Earlier this week I detailed the seniority issue at the center of the Tacoma teachers' strike. Clearly though, the issue isn't isolated to the Tacoma Public School District. When I got home last night I found a flyer in my daughter's weekly take-home envelope (she attends school in the Northshore District) from the Washington State Parent Teacher Association.
The group is conducting their annual "issues survey" to determine the organization's legislative platform. Included on the survey is a proposal to change the groups position on teacher compensation. The WSPTA's current stand is worded this way:
The Washington State PTA shall initiate and/or support legislation or policies that lead to a new research-based teacher compensation model that emphasizes rewarding teacher effectiveness in improving student learning.
Bill Williams, Executive Director of the WSPTA, says some teacher members of the organization made it clear they aren't happy with that platform. They have proposed an amendment which reads:
The Washington State PTA shall initiate and/or support legislation or policies that reward teachers for academic credits and degrees as well as years of service to students.
While the issue in the Tacoma School District is strictly over teacher reassignments, whether the district can transfer or reassign teachers based on a performance-based model rather than one of seniority, the issue of changes to Washington's teacher compensation system is one being debated state-wide.
Revising the teacher compensation plan is part of the state's attempts to garner federal Race to the Top monies. The Obama administration has made it clear, if states want federal education dollars they have to agree to "reform and improve teacher preparation, revise teacher evaluation, compensation and retention policies to encourage and reward effectiveness." The goal is clearly stated - the administration wants "the most talented teachers placed in the schools and subjects where they are needed the most."
In Washington, teacher pay is based strictly on years of service and education and accounts for about 80-percent of most school district budgets.
The Washington Education Association, the state teachers' union, argues that any compensation plan that is based on what they call "subjective" data is unfair.
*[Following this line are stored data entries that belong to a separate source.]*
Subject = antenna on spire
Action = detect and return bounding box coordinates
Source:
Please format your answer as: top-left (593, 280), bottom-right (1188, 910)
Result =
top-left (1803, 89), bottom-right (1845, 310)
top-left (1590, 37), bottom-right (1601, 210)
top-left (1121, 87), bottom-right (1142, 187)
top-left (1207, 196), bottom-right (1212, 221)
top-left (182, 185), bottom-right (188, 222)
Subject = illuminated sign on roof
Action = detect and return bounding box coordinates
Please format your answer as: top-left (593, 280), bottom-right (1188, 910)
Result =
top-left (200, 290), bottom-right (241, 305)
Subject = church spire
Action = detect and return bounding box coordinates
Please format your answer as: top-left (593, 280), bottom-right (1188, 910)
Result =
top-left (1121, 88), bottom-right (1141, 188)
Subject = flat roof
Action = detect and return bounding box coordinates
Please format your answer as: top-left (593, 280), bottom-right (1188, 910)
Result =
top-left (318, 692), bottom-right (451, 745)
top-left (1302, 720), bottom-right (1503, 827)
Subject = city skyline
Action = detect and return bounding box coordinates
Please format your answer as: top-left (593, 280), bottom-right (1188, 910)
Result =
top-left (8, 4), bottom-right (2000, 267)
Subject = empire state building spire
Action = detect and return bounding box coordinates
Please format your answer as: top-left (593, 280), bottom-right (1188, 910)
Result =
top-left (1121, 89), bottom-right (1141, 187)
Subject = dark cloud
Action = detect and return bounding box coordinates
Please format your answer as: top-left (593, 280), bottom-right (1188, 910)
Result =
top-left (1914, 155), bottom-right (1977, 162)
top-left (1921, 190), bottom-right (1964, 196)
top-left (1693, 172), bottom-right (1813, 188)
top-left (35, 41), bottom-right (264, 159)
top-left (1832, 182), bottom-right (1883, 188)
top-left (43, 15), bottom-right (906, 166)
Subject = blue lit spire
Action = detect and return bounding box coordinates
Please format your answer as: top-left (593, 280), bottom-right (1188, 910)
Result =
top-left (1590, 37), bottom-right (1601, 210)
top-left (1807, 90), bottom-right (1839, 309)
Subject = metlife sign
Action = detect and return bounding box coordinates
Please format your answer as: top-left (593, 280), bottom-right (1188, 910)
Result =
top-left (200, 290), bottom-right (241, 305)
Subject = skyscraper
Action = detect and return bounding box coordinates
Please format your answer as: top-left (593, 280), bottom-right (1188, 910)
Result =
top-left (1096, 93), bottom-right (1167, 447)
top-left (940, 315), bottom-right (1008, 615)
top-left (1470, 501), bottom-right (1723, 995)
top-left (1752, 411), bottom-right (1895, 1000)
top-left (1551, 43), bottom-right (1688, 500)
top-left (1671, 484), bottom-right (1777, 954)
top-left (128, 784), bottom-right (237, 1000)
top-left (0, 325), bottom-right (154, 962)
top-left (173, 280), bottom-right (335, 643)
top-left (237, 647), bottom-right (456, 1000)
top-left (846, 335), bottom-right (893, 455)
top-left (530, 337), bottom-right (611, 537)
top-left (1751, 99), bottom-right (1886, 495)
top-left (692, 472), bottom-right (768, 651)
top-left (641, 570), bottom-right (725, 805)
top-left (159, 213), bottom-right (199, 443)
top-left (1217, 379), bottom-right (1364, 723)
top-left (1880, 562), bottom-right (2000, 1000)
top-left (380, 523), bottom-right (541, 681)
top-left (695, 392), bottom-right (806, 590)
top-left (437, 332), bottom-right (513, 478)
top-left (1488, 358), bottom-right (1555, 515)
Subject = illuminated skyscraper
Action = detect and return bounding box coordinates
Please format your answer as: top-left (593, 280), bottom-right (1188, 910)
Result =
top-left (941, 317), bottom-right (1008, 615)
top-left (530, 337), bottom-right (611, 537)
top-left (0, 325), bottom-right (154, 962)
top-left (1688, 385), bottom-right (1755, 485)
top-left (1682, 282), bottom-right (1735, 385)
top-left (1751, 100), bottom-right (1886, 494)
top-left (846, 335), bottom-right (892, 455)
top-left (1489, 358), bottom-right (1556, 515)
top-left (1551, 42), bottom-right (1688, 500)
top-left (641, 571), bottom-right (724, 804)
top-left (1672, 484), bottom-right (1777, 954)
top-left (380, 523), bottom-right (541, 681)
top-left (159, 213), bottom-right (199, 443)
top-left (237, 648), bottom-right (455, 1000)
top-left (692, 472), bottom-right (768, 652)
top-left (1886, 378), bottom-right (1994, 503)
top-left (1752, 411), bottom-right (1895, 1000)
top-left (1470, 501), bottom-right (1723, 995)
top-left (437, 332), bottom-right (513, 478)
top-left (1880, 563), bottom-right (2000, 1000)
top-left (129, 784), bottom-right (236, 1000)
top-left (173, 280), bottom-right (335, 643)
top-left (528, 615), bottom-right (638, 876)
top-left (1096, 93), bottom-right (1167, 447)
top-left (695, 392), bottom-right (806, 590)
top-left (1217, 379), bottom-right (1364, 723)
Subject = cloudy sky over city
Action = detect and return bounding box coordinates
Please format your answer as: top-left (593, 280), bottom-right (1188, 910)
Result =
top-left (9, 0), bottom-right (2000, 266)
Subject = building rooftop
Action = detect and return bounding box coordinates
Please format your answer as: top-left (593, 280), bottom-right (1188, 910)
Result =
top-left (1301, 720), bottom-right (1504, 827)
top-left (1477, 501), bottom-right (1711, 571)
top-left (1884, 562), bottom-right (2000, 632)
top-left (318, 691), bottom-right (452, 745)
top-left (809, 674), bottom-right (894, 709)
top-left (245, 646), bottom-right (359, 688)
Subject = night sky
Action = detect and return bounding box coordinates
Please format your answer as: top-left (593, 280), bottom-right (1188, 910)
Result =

In fact, using single factors to measure student growth or achievement, such as the state's Measurement of Student Progress test, in the evaluation process is prohibited by state law.
In the 2011 legislative session, lawmakers considered several proposals dealing with reforms to teacher compensation. None made it out of committee.
Also on the State PTA issues survey is a proposal concerning charter schools. If approved, the organization will lobby legislators to allow for the operation of public charter schools in Washington State. WSPTA's Williams acknowledges that voters have turned down charter schools in the past, but says it's an issue his members feel is important.
The State PTA will finalize their legislative platform at meetings in mid-October.